Vol. 17, No. 50 Week of December 09, 2012

RCA approves service area expansion

With Red Pad Pipeline area added to certificate for Semco Energy’s Alaska Pipeline Co. subsidiary, Red Pad gas can move to market

Kristen Nelson

Petroleum News

With a pipeline in place and approval by the Regulatory Commission of Alaska, a natural gas discovery made by Union Oil Company of California in 2004 is expected to be moving to market soon.

The accumulation, at Red Pad in the Nikolaevsk unit some 14 miles southeast of Ninilchik on the southern Kenai Peninsula, has changed hands twice since its discovery. Chevron acquired Union Oil in 2005 and in July 2011 Hilcorp acquired Chevron’s Cook Inlet assets.

In a Nov. 30 order, RCA approved an application by Alaska Pipeline Co. to expand the service area in its certificate of public convenience and necessity to include the area of the Red Pad pipeline.

Alaska Pipeline Co., a Semco Energy subsidiary, is regulated on a consolidated basis with Enstar Natural Gas Co., a division of Semco. Enstar is Alaska Pipeline Co.’s only customer, RCA said, and is served under an intra-company special contract.

The Red Pad Pipeline is a six-inch coated steel pipeline running between Hilcorp’s Red Pad and Alaska Pipeline Co.’s Anchor Point Pipe Line.

Enstar spokesman John Sims told Petroleum News in a Dec. 4 email that the pipeline has been completed and tested.

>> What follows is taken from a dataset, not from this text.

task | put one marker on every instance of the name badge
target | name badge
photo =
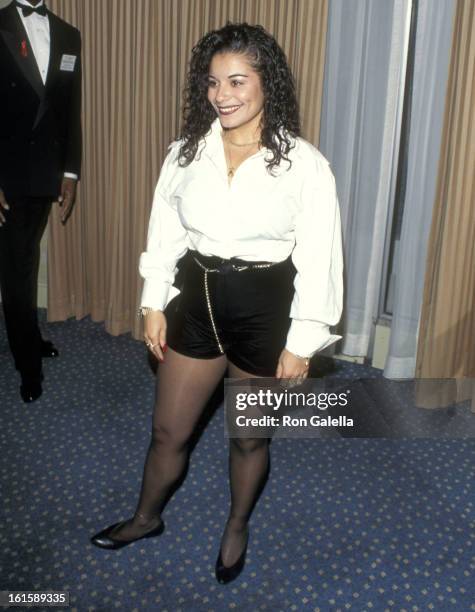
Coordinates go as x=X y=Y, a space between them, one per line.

Hilcorp spokesman Lori Nelson said in a Dec. 5 email that the Hilcorp team is working to expedite production and anticipates being operational on or before Dec. 15.

RCA said Hilcorp funded the Red Pad Pipeline through a contribution in aid of construction agreement.

The commission said its approval was based on the record and on Alaska Pipeline Co.’s 50 years of experience successfully operating pipeline systems, and on the “significant need to increase the production of natural gas in Southcentral Alaska.”

The project cost is estimated at $8.4 million and RCA is requiring filing of final costs within 60 days of completion.

Union Oil had agreed to study the possibilities of a line in early 2011, although that proposal was a line south to North Fork, to connect with the line Armstrong Cook Inlet was building to connect with the 21-mile extension Alaska Pipeline Co. had completed to its existing line on the Kenai Peninsula. Production from North Fork through a new line connecting to the Alaska Pipeline Co. extension began in early 2011.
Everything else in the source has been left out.